Now the only thing left to do is to understand how to efficiently find the vertex with the minimum distance to it. To do this, we will use a priority queue (heap). The STL has a class that implements it and is called priority_queue. I will provide an implementation that, again, directly follows from the previous (described in this article) algorithm.


void dijkstra(int u) {
  fill(dist, dist + n, INF);
  dist[u] = 0;
  p[u] = u;
  priority_queue< pair<int, int>, vector< pair<int, int> >, greater< pair<int, int> > > q;
  q.push(make_pair(0, u));
  while (!q.empty()) {
    pair<int, int> u = q.top();
    q.pop();
    if (u.first > dist[u.second]) continue;
    for (int i = 0; i < (int) g[u.second].size(); i++) {
      int v = g[u.second][i].second, len = g[u.second][i].first;
      if (dist[v] > dist[u.second] + len) {
        p[v] = u.second;
        dist[v] = dist[u.second] + len;
        q.push(make_pair(dist[v], v));
      }
    }
  }
}


Most likely it's not entirely clear what's going on here. So, let's start with declaring a priority queue.


Here, the first template argument is the data stored in the queue, specifically pairs of the form (distance to the vertex, vertex number). The second template argument is the container in which the data will be stored, and the third argument is the comparator (which, by the way, is found in the functional header file).


Why do we need a different comparator?


Because with the standard declaration of priority_queue< pair<int, int> >, we'll only be able to extract the vertices with the maximum distance, whereas we actually need the opposite. The asymptotic complexity of this solution to the problem is O(n * log(n) + m * log(n)).


Indeed, we only have n relaxations, and we can find the vertex with the minimum path length to it in log(n) time (which is the asymptotic complexity of the standard priority queue implementation in the STL).

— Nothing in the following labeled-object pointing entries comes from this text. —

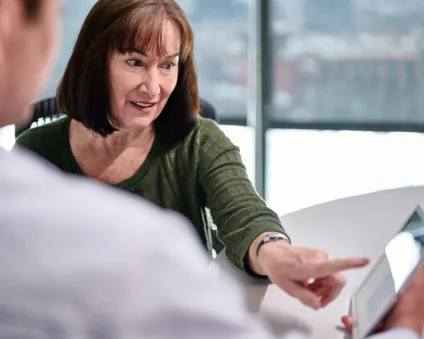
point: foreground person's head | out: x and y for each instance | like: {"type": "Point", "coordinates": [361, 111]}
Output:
{"type": "Point", "coordinates": [29, 35]}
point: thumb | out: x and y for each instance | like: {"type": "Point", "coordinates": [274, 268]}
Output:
{"type": "Point", "coordinates": [299, 291]}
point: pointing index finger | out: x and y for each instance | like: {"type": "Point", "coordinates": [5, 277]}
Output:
{"type": "Point", "coordinates": [336, 265]}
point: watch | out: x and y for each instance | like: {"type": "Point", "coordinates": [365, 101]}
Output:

It should also be noted that we may end up adding the same vertex to the queue with different paths to it. For example, we may have relaxed from vertex A, whose neighbor is vertex C, and then relaxed from vertex B, whose neighbor is also vertex C. To avoid problems related to this, we simply skip the vertices that we extracted from the queue, but whose distance from the queue is no longer relevant, i.e. greater than the current shortest path. This is why the implementation includes the line "if (u.first > dist[u.second]) continue;".


Conclusion

It turns out that it is actually very easy to implement Dijkstra's algorithm with a time complexity of O(n * log(n) + m * log(n)).